McEwan's had been published three days after the shortlist was announced. True History of the Kelly Gang was published last January and although critics agreed it was an obvious Booker contender, it had seemed a bold decision on the part of his publishers to launch an important novel during the traditional post- Christmas publishing lull.

Carey's novel, his seventh, is the story of Ned Kelly, bushranger, anti-hero and legend, as told in his own words.

It is a feat of extraordinary story-telling in a vernacular which Carey, when interviewed by The Irish Times, said at first seemed very difficult "until I remembered the way I had spoken when I was a boy growing up in a small Australian town".
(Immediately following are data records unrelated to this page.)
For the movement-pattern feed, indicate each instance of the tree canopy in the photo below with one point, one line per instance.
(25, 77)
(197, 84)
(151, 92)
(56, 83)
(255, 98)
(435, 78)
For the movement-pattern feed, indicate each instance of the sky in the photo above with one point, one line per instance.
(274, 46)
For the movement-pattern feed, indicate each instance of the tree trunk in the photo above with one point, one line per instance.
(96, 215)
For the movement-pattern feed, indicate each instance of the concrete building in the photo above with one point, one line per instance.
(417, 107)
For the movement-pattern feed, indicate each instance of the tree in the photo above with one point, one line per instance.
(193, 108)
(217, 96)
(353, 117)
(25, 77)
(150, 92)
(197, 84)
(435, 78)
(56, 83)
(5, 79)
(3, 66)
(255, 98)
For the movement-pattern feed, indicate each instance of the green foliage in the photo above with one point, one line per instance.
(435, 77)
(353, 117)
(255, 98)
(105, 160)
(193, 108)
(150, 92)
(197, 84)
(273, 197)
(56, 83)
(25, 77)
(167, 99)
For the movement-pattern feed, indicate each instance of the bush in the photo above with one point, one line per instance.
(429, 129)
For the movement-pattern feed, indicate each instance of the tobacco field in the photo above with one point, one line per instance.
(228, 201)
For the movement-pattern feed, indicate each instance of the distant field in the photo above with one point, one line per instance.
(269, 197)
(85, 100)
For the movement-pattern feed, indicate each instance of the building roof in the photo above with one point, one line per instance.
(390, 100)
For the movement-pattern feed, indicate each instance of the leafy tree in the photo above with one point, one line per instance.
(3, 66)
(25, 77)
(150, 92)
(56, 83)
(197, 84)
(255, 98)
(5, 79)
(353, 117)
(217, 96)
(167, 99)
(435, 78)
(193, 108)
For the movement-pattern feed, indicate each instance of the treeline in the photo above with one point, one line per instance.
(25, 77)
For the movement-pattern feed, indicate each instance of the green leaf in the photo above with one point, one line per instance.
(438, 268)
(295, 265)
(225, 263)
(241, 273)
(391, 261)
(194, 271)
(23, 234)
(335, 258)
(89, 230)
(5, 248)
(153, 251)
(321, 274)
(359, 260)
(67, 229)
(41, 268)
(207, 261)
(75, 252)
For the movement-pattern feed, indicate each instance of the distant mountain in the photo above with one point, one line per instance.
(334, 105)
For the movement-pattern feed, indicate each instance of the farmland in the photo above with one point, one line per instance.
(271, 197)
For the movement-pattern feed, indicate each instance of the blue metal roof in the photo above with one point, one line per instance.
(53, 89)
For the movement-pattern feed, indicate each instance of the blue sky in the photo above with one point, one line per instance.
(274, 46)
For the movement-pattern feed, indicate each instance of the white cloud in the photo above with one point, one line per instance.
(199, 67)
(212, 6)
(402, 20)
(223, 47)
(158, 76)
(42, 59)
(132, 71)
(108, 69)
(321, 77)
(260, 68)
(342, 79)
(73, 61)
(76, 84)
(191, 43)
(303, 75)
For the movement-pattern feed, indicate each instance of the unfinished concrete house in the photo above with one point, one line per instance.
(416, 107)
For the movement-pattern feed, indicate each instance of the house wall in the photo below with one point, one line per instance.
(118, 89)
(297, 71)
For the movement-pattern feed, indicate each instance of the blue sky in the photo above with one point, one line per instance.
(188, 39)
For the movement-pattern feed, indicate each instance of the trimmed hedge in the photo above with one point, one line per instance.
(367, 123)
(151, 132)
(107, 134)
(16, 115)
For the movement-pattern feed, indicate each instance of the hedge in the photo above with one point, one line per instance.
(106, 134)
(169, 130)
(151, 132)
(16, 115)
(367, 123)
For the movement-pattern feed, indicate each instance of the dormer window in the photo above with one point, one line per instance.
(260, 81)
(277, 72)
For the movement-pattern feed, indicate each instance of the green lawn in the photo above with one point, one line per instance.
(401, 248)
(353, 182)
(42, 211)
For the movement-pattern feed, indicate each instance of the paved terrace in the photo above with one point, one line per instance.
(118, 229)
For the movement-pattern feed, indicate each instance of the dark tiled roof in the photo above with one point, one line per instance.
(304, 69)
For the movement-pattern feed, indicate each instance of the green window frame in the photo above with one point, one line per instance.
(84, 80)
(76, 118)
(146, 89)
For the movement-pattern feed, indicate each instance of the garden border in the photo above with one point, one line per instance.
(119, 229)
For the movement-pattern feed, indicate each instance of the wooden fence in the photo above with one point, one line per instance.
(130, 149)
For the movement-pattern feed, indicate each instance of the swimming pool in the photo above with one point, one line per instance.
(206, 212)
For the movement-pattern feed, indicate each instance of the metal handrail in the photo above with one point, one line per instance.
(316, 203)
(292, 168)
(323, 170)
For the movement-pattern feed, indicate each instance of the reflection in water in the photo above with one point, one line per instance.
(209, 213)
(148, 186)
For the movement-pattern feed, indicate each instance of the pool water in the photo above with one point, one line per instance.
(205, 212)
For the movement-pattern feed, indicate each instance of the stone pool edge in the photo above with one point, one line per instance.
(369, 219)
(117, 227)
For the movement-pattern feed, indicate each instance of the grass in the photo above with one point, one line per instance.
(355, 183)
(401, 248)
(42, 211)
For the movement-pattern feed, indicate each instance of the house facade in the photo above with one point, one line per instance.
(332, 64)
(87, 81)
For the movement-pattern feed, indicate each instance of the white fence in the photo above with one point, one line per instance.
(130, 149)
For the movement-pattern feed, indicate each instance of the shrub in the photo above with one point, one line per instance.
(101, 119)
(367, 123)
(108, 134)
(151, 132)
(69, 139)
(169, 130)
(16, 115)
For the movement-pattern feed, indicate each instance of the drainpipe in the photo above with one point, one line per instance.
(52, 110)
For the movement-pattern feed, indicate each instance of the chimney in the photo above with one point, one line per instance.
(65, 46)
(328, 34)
The narrative displays immense technical mastery in creating the likable and self-justifying voice of Ned Kelly who, as is often forgotten, was only 25 when he was executed in 1880 for a hectic career in crime that in fact lasted a little over 18 months.

It is a dazzling book; vividly written, funny and utterly convincing.

Carey also won the Booker in 1988 with Oscar and Lucinda.

Born in 1943,he has always been an Australian writer with a particular and complicated vision of his country.

The idea of writing about Ned Kelly first came to him in the mid-1960s and lived a long time in his imagination. It was sparked off by the arrival of Australian artist Sidney Nolan's series of Ned Kelly paintings to New York, where Carey has lived for more than a decade.

Written in the form of a letter to be read some day to the daughter he never had, the outlaw's engaging personal account of his life is more a litany of bad luck than ill intent. Drawing on the famous Jerilderie Letter, Carey has given a real-life character a life beyond the historical facts.

As well as Ned's own experiences, it also evokes through the narrative a sense of the Ireland his family left behind, an Ireland both strange and familiar as recalled through the family's memories. Carey's Kelly is ultimately caught between two cultures.

This is a popular Booker win by one of the world's finest writers. No reader will be surprised by the quality of Carey's novel, but spare a thought for McEwan who, having written one of the strongest British novels of recent years, could not hold off a gifted stylist with a flawless ear for speech who knows how to tell a great story.